The village has only one store where the Karen can buy snacks and any goods from the outside world. Sadly, there’s a hillside on the village outskirts of discarded plastic trash. The Karen had traditionally disposed of bamboo implements anywhere, and they treat plastic the same way. Seeing the store and trash raised ethical discussions on poverty within our group — whether to define the standard of living economically or not, what is the need for money in a community with self-sufficient farming, and the importance of preserving tradition but at what cost to livelihood.
We home stayed with a family living in a wooden stilted house with chickens and an enormous pig leisurely roaming about. There was no running water, only buckets carried from a low-waterline well at the town’s base that supported 300 people. Depending on the time of year, the well was often insufficient in its resource, and villagers got their water from food instead of drink.
A central breezeway separated the main living quarters with a tiered firepit on the left from the secondary living quarters on the right they allocated for us “white people.” We slept on bamboo mats on the teak-planked floor, covered by mosquito nets, and the roosters and other animals were free to walk underneath and crow to their heart’s pleasure through the night.
The Karen matriarch at our homestay wore a cloth turban that commanded authority as she walked with purpose or stood with feet planted wide, arms occupied with chores or decisively hanging by her side, observing the family and us with serious expression. The Karen are matriarchal and matrilineal with women controlling the family finances and passing the family line.
I was pleased to see both genders partaking equally in the vices of drinking and smoking. When I inquired who does the cooking, our guide translated, “whoever is less tired cooks.”
After a dinner of potato and pork stew and vegetable and tofu stir fry with rice and pineapple, we drank warm freshly-distilled rice whisky on the breezeway with our homestay’s family and friends. They entertained each other with jokes and magic tricks on a closed-looped string. Hanging on the rear wall are the bags they take to work in the rice fields.
The guide translated that the villagers were talking happily about the present, not about future wants or planning — both a formula for contentedness and short-sightedness.
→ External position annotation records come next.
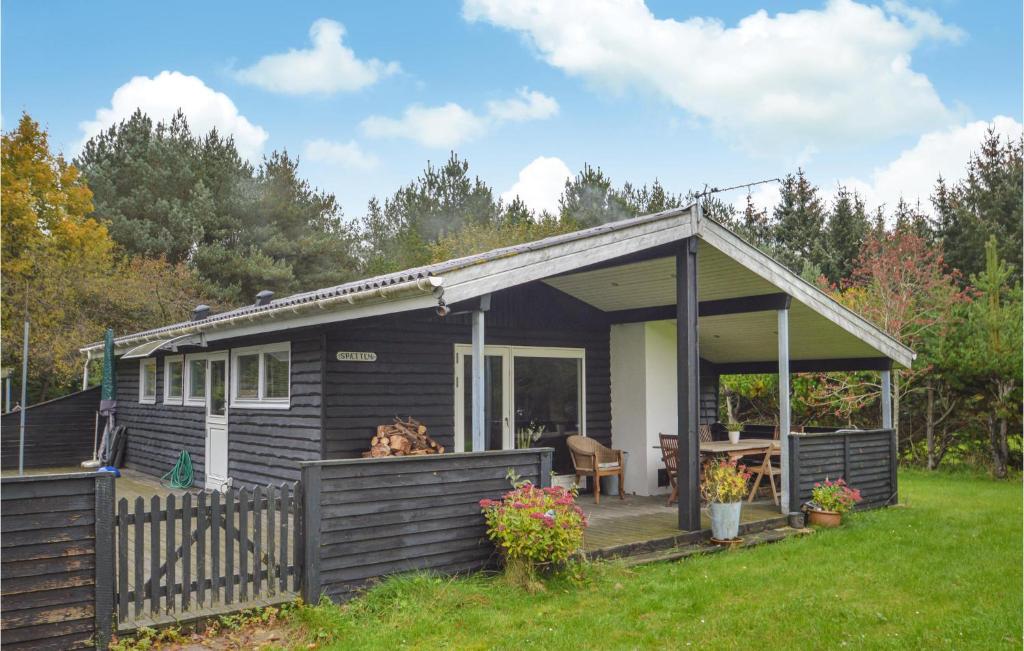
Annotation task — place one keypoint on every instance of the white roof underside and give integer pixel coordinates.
(729, 338)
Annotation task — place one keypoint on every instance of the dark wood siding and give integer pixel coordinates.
(371, 518)
(57, 432)
(158, 433)
(48, 567)
(263, 445)
(865, 459)
(414, 372)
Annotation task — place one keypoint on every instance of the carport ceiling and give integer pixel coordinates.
(652, 283)
(731, 338)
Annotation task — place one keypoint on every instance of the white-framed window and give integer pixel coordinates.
(195, 380)
(261, 376)
(174, 379)
(147, 380)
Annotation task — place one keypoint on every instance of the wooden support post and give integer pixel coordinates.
(545, 478)
(688, 390)
(104, 559)
(478, 364)
(783, 410)
(309, 522)
(887, 400)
Some younger members watched Thai videos on smartphones.
The village had one communal guitar, but it was missing a string. The man in the red jersey sang folk songs and managed to strike bar chords far better than I did without the high E.
The guide kept us entertained with matchstick games on a bamboo mat. Here’s a puzzle – an arrow is headed to kill a pig. Move three 3 pieces (not including the arrow) to save the pig. And no, the answer isn’t turn the other way and let the pig get hit in the behind.
While we were stumped on this puzzle, our French colleague asked “Does this tribe have that tradition of lining up the women and the men choose their bride?”